Andy Zeng
Block Matching

Block Matching (aka Brute Force Feature Correspondence)

In stereo, the problem of correspondence is often framed in terms of disparity. Suppose we are given a reference image I, and another image I* of the same scene taken from a different viewpoint. We can assume, as discussed before, that the images have been rectified. This means that the epipolar lines are horizontal and parallel to each other, in other words they are the scan lines of the image. Alternatively, the two viewpoints are merely shifted versions of each other, and the shift is horizontal.

For a given pixel (i, j) in the reference image I, the corresponding pixel in I* will be of the form (i,j* ). The disparity of the pixel (i, j) is then (j -j* ). We will be working with three different datasets: cones, teddy and tsukuba. In each directory, there is a left and right image. For this project, I chose to use the left one as the reference image. In this problem, we will look at ways of computing the disparity. The method we will consider for computing disparity considers each pixel independently. For each pixel (i, j) in the left image, we will find the best matching pixel (i,j*) in the right image. More precisely we will compute a cost for each j* and pick the j* that minimizes the cost. Henceforth we will use C(i,j,j*) to denote this cost. Consider a 3 x 3 window centered at (i, j) in the left image. String the pixel values in this window into a vector and call it x. Similarly string the pixel values in a 3 x 3 window centered at (i,j*) in the right image and call it y. We can consider the following definitions for the cost C(i,j,j*): sum squared distances (SSD) and normalized cross correlation (NCC).

Gallery

SSD seems to be performing better than NCC (although for the first case, the error rates were very close) Visualizations of disparity (computed over the mean) (accuracies obtained from comparing against the ground truth). The results are shown below.

Cones (original images, left and right respectively)

Cones Disparity Map (left image: SSD, error = 55.31%) (right image: NCC, error = 55.87%)

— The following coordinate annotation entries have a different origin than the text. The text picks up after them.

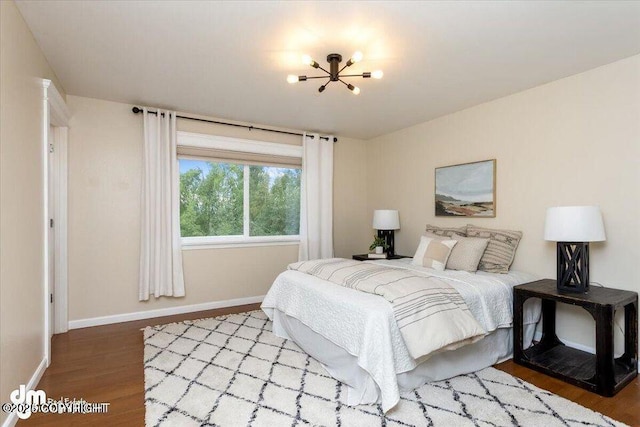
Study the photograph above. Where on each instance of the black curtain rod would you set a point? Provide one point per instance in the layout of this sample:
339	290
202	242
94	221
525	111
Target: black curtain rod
137	110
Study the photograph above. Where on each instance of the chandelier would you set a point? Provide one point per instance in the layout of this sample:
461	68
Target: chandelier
334	60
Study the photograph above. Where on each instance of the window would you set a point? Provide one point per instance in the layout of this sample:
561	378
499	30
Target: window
230	196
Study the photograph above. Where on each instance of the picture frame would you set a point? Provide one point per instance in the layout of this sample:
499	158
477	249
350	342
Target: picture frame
466	190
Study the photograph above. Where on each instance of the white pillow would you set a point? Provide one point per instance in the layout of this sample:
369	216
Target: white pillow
433	253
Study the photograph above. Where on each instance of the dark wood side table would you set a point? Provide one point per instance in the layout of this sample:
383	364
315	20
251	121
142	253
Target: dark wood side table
600	373
365	257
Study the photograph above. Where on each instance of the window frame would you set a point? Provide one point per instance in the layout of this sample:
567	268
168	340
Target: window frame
223	143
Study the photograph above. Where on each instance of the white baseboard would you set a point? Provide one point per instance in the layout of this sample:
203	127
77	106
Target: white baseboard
12	419
149	314
538	335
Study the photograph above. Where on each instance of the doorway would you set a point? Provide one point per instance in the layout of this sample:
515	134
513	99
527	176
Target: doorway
54	158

Teddy (original images, left and right respectively)

Teddy Disparity Map (left image: SSD, error = 48.23%) (right image: NCC, error = 62.57%)

Tsukuba (original images, left and right respectively)

Tsukuba Disparity Map (left image: SSD, error = 35.14%) (right image: NCC, error = 66.29%)

Aside from noting the obvious differences in performance between SSD and NCC (SSD consistently performs better), the errors seem to be more prominent in areas where shading does not change as much. In other words, we can visualize certain features in the images that tell us where the edges of the images are (hence the distinguishable silhouettes of the objects in our visualizations above), but the disparity in areas between edges are not as accurately presented. This makes sense because our algorithm for pixel correspondence work specifically to track the differences in patches in order to match them between images.

Error rates: Cones: SSD 7×7: e≈33.19%
NCC 7×7: e≈27.87%
SSD 11×11: e≈33.25%
NCC 11×11: e≈29.71%
Teddy:
SSD 7×7: e≈33.24%
NCC 7×7: e≈26.21%
SSD 11×11: e≈33.80%
NCC 11×11: e≈28.63%
Tsukuba:
SSD 7×7: e≈18.26%
NCC 7×7: e≈24.43%
SSD 11×11: e≈16.18%
NCC 11×11: e≈17.42%
Observations: with larger patches, NCC can occasionally outperform SSD. Additionally, we see that in images where there are smaller/less areas where the shade is near flat, accuracy grows as the patch size increases. This makes sense since correspondences between patches are more likely to be unique. But we see that when handling images with more/larger areas with flat shading, larger patches could mean less accuracy (goldilocks concept?).